Just to clarify on the earlier post: I don't want to sound like someone who's whining about his job (even though that's what I'm doing). It's with some difficulty that I must remind myself when someone's grandmother is swearing at me over the phone, or a coach refuses to call me back, that there are worse things one could be doing for a living. For the most part, I enjoy coming to work every day; you have to believe me.
Anyway, just as a follow-up on how the blogging world sees sportswriters, there's a well-written column on Deadspin about this very issue. Sure, the author swears a few times, and I don't agree with everything he says, but he makes his point for the most part. In this ever-changing world in which we live (Live and Let Die), sportswriters are struggling to adjust, just like everyone else.
The blogosphere, for the most part, scares the hell out of the veteran writers in both sports and news, and I'll tell you why: accountability. Maybe there's little of it it in broadcasting, where you can casually suggest that someone might be a rapist with absolutely no proof (hi, Greta van Sustern!), but every word upon the page in the writing business is a potential land-mine. Once it's written, it might as well be in stone (unless you work for the Bush Administration, but that's another issue for another time).
See, everybody who reads my stuff at The Daily Home site knows my name. They know my face, they know my phone number and they know where I work. If I screw up, or if they have a beef with me, it's pretty hard for me to hide without quitting my job. To put it plainly, I have to answer for my work.
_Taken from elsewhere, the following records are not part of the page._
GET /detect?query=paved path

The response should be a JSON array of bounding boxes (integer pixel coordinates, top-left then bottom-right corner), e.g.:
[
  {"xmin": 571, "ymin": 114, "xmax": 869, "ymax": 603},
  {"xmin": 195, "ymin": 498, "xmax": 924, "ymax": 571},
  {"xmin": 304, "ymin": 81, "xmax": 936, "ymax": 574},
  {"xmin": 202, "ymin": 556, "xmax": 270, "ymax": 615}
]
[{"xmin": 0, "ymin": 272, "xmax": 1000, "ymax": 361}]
It's not so in the blog world — and for the record, I LOVE the blog world, and read it every day. Capstone, RBR, Tide Druid, Memphis Tide, Bama Hoops ... they're like my family. But I've never met any of them. I have no idea what they look like or where they live (though Memphis Tider surely lives in Memphis, right?).
If, say, Nico at RBR decides to put out a story that Tommy Tuberville is a con artist living a double life, and is passing himself off as a Hispanic sharecropper named Esteban Rodriguez who has a wife and 17 children in New Mexico, and that's the real reason Auburn fell so far off in recruiting this past year, what would Tuberville's recourse be? To sue RBR? To sue Nico personally? Who is Nico? Does he have any credibility to lose?
Obviously, this is an extreme example, and most of the reputable blogs out there are pretty transparent — the guys at Deadspin and The Big Lead routinely break stories, for example, and they don't hide behind Internet pseudonyms. Still, they COULD do that. And that, ultimately, is why guys like Rick Reilly and Tony Kornheiser, et al., play the "mother's basement" card, and try to pretend that reputable reporting/journalism can't exist outside the ivory towers belonging to those who graduated from J-school.
In a way, though, the blogosphere may eventually wind up being the best thing that ever happened to newspaper writing. With such a vast medium available to anyone willing to provide an email address, suddenly we're all being held more accountable than we were before. We're having to think creatively, to see things from other perspectives, and to try and provide something different than the other guys, in different ways than the other guys are doing it.
So stay tuned. This debate isn't going away. And that's probably for the best.
Moving on ...
• Your complete A-Day guide, courtesy of Rapaport.
• Why a Democrat in the White House is good for Alabama fans, according to The Druid (and history).
(Full disclosure: Tucked away in my vault of stuff about the 1992 championship team is a special-edition Sports Illustrated, which I read so many times in my youth that the cover eventually fell off. In the article describing Alabama's win over LSU, the writer makes mention of the fact that the first Democrat in the White House since Alabama's last national title — 1979 — was elected in the middle of the 1992 football season. You can't make this stuff up, folks.)
• SEC Nicknames and you, via RBR.
• Can't figure out how to survive until football season? Orson Swindle has a few ideas.
And with that, I bid you good day.
wlh
2 comments:
Did I catch a reference to "Campus Under Siege" there?
You mean Esteban? He's always in my heart, dude. Always.